He had no experience of other bedrooms so he could not know whether the world of his mother’s bed was grand: for someone of his small size it was preeminent. He had come into the world into the pale soft folds and dark-haired shadows of this bedroom, as had all his six brothers, and if his parents had so decided he would have left the world by way of this same room. He remembered lying on his mother’s immense white breast, her billowy flesh extending in all directions across the bed and toward the dark walls of night beyond.

Always a small lamp glowed in this room, but it served only to intensify the darkness of those distant walls until Little Poucet was compelled to give them the name Terror. The lamp spotlighted his mother’s oily flesh, the pink nipple, the heavy wet smell of her as she breathed in and out like waves pushing the raft of him to another side of his contained world.

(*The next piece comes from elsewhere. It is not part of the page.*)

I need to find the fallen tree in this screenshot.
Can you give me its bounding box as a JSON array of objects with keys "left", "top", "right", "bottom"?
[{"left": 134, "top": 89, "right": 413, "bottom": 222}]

His mother was always the central event of this world, her size at times making her indistinguishable from the bed, her creams and perfumes and powders and foods ranked on the tables beside her head and the forest spread of her thick black hair, her sighs and moans and gaseous eruptions providing a background music to his day, her silvery flickering black box a gate to one side of the darkness beyond the world of the bed, a gate full of noise and words and dancing dreams, which Little Poucet would not gaze at for long for fear he’d be struck blind as well as mute.

And beyond this the cracked rectangle of yellow-brown shade that covered the window, made to glow half the day with loud noises from other giants and hard smells close to, but not as pleasant as, the smells his mother created.

So central in fact to this world was his mother that on those rare occasions she gathered her heaving flesh and left to get something from the Kitchen or to Go Potty, Little Poucet would huddle to himself with his eyes closed, desperate to find in his dreams some comforting memory of her.

When time for Little Poucet to Go Potty it was small and insignificant (later he would understand this to be from the rarity of food), and collected into a can his mother kept in the nighttime beyond the bed. Sometimes he would see her smelling the can before she put it away, smiling and nodding so that her great black tresses fell all over flesh and bed, covering his own scarce flesh like a web that caught and thrilled him.

Sometimes she’d pull him up to her huge blue eyes (the whites slightly yellow, the entire eye long and fish-shaped) and watch his nose. A smell sour enough or sharp enough would make his nose wiggle, and she would know to put more powder on, or more perfume, or she would rub herself with a wet cloth, moving him like a divining rod over every bit and crack of her. What he did not think she understood was that his nose wiggled out of pleasure, because as much as he enjoyed the perfumes and powders which hung in a cloud over the great bed, it was the slightly corrupt fragrances underneath which really thrilled him.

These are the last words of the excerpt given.